鈴木光司さん <作家>すずき・こうじ=『楽園』で作家デビュー。『リング』シリーズが計800万部のベストセラーとなり、ハリウッドで映画化。欧米を中心に講演活動を行うほか、政府の諮問機関「少子化への対応を促進する国民会議」委員を務める。著作が世界20ヶ国語に訳されている。最新刊『なぜ勉強するのか』(ソフトバンククリエイティブ)
小学校のときの先生が大林宣彦だったらよかったのにな、と思う。なぜならば、彼は、今の若者たちに責任があると自負し、子どもを一人前の人間として扱ってくれるからだ。相手が子どもだからと、上からの目線で見下ろすのではなく、同じ場に立って語ってくれそうな気がする。
大林さんは、この本の中で、大人たちが子どもに理解されんがために「子ども向けの話しをする」ことの無意味さを執拗に語っている。その通りだと思う。いずれ大人になる子どもたちは、大人の話しにこそ興味を持つもの。大人は自信を持って、子どもたちを大人の世界に巻き込んでしまえばいい。
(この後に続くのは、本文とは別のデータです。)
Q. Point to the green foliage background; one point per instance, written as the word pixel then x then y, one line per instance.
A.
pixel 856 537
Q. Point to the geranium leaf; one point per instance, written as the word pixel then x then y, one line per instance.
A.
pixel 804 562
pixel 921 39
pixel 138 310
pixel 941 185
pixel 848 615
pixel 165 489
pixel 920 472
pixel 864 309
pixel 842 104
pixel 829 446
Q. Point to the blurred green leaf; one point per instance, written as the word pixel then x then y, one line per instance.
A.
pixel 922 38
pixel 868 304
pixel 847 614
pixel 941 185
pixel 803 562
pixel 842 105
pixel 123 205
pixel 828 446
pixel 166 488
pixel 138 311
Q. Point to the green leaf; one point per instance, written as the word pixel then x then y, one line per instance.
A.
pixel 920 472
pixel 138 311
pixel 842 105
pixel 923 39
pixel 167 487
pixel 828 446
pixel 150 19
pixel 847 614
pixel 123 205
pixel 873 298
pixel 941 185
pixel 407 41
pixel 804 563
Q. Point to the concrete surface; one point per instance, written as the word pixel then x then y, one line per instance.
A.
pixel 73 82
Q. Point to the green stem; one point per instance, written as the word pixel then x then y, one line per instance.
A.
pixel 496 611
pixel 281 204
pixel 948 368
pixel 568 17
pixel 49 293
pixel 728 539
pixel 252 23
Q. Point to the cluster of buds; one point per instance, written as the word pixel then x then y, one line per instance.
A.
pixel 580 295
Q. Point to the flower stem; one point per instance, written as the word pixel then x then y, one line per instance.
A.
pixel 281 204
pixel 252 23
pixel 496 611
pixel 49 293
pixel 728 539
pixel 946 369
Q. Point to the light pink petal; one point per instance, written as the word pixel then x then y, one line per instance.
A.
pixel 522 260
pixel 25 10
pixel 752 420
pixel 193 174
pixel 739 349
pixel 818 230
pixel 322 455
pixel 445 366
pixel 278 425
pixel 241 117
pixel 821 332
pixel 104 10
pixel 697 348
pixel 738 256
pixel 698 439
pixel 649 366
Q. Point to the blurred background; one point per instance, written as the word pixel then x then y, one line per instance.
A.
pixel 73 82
ただ気になるのは、大林さんの目から見える印象を、あたかも事実のように扱っている箇所が多々見られる点だ。たとえば、『なぜ若者は老人に席を譲らなくなったのか』というタイトルはいかがなものか。本文中に、現代の日本の若者が老人に席を譲らなくなったという記述があるわけではない。ただ、未来への希望を失ったチェルノブイリの若者が、自分が老人になる姿がイメージできないというエピソードを取り上げているに過ぎない。このタイトルはいたずらに誤解を与える。
今の若者たちが老人に席を譲る率は、昔に比べて圧倒的に増えていると、ぼくの目には映る。あるいは、本文中に「かつての日本人は、物事を大きく捉え、全体を見渡すことができました」とある。その根拠はどこにあるのだろう。ぼくの意見は逆だ。日本人は昔から、「論理的、総論的な考え方」あるいは「大局的な視点」を持ち得ず、その欠点が無謀な対米開戦に繋がったと分析している。一冊の本の中に、共感を覚える部分もあれば、批判したくなる部分もある。それもまた読書のおもしろさだ。